Fig 1: Haitz’s Law for LED flux—LED flux per package has doubled every 18–24 months for 30+ years. The Luxeon series of high power LEDs has dramatically improved the performance of LEDs causing the graph to manifest a knee in its plot.

Fig 2: Evolution of the LED lighting technology.

First Wave Status

Solid State Lighting solutions are now capable of replacing most conventional lighting sources, and technical development has largely turned from increasing the efficacy of LED sources (which is rapidly approaching the point of diminishing returns) to reducing the cost of LED light sources to drive more rapid market adoption. The focus on cost is driving continued rapid technology development across the entire solid state lighting supply chain. Everything from substrates used for epitaxial growth of LED structures to new integrated chip designs (high voltage and AC LEDs) and integrated control systems are under development. New thermal and optical materials are also being developed to address both performance and cost issues associated the design of LED packages and operation of lighting modules. Even the rules of illumination design specifications are being rewritten to accommodate the idiosyncrasies and new capabilities of solid state lighting.

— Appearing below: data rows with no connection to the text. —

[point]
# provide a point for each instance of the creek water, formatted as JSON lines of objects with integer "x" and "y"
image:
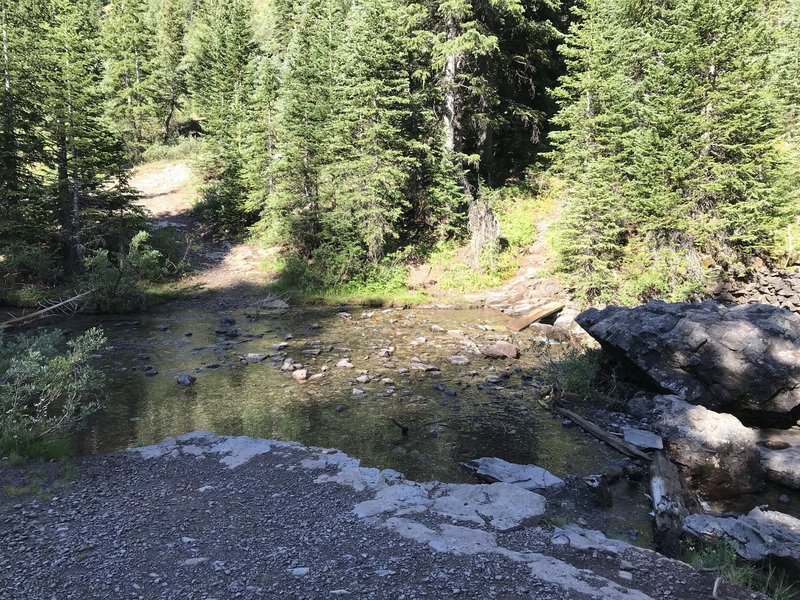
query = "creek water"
{"x": 460, "y": 412}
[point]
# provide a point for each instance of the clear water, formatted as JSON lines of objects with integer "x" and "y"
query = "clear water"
{"x": 452, "y": 417}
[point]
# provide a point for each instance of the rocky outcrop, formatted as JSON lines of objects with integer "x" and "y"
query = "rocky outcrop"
{"x": 776, "y": 287}
{"x": 719, "y": 452}
{"x": 743, "y": 359}
{"x": 755, "y": 536}
{"x": 527, "y": 477}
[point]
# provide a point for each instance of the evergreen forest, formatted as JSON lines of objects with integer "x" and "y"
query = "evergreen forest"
{"x": 364, "y": 136}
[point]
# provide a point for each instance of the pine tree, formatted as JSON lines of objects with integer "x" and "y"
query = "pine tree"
{"x": 169, "y": 76}
{"x": 366, "y": 185}
{"x": 89, "y": 162}
{"x": 129, "y": 65}
{"x": 220, "y": 80}
{"x": 304, "y": 114}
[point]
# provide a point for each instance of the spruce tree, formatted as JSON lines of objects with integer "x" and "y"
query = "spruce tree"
{"x": 365, "y": 187}
{"x": 169, "y": 75}
{"x": 129, "y": 65}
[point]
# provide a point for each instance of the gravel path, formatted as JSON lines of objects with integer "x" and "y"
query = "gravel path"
{"x": 206, "y": 517}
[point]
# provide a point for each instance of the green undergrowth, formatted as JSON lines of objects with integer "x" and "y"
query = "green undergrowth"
{"x": 22, "y": 448}
{"x": 721, "y": 559}
{"x": 301, "y": 282}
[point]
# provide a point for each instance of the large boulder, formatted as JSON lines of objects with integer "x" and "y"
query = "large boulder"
{"x": 755, "y": 536}
{"x": 720, "y": 453}
{"x": 742, "y": 359}
{"x": 782, "y": 466}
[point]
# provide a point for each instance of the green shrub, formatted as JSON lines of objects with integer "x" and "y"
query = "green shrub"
{"x": 115, "y": 280}
{"x": 47, "y": 388}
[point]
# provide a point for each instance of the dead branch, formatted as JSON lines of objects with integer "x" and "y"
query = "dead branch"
{"x": 68, "y": 304}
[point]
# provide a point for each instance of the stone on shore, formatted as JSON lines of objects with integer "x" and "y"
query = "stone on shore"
{"x": 718, "y": 450}
{"x": 757, "y": 535}
{"x": 782, "y": 466}
{"x": 744, "y": 358}
{"x": 527, "y": 477}
{"x": 501, "y": 350}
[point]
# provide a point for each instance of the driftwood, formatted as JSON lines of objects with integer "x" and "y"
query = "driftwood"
{"x": 602, "y": 434}
{"x": 536, "y": 315}
{"x": 669, "y": 502}
{"x": 45, "y": 311}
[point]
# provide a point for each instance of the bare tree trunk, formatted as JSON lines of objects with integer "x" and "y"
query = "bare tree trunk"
{"x": 9, "y": 159}
{"x": 483, "y": 225}
{"x": 65, "y": 205}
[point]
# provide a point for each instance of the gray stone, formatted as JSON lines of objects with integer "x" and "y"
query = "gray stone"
{"x": 501, "y": 350}
{"x": 782, "y": 466}
{"x": 718, "y": 450}
{"x": 459, "y": 360}
{"x": 642, "y": 439}
{"x": 744, "y": 358}
{"x": 755, "y": 536}
{"x": 186, "y": 380}
{"x": 528, "y": 477}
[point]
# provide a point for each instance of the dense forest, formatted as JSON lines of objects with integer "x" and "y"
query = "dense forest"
{"x": 358, "y": 135}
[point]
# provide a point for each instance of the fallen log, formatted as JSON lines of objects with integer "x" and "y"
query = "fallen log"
{"x": 45, "y": 311}
{"x": 603, "y": 435}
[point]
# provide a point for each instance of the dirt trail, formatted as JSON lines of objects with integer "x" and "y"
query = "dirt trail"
{"x": 168, "y": 193}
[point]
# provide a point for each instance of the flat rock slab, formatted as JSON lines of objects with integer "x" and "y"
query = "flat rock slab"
{"x": 527, "y": 477}
{"x": 717, "y": 448}
{"x": 501, "y": 350}
{"x": 745, "y": 358}
{"x": 640, "y": 438}
{"x": 203, "y": 516}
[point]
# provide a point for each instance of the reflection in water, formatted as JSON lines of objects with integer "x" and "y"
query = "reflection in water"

It is quickly becoming apparent that solid state lighting will outgrow the constraints of conventional bulb/socket lighting system design.

Smart Lighting - the Second Wave

Spectral tunability and high speed LED switching capability, combined with networks of advanced sensors and adaptive lighting communications and control architectures will lead to the development of sensory lighting systems that adapt illumination to the needs of those occupying the illuminated space. New features will enable improved lighting system energy efficiency as well as improved human health and productivity. Future illumination systems will feature both intra-system (light-to-light) optical communications and data communications that will augment RF based communications systems for scalable, secure wireless communications. In addition, digitally modulated (and structured) lighting offers novel approaches to occupancy sensing (of both animate and inanimate objects). By improving the sensory functionality of illumination systems, adaptive lighting control methods superior to the current lighting management methods in use today will be possible.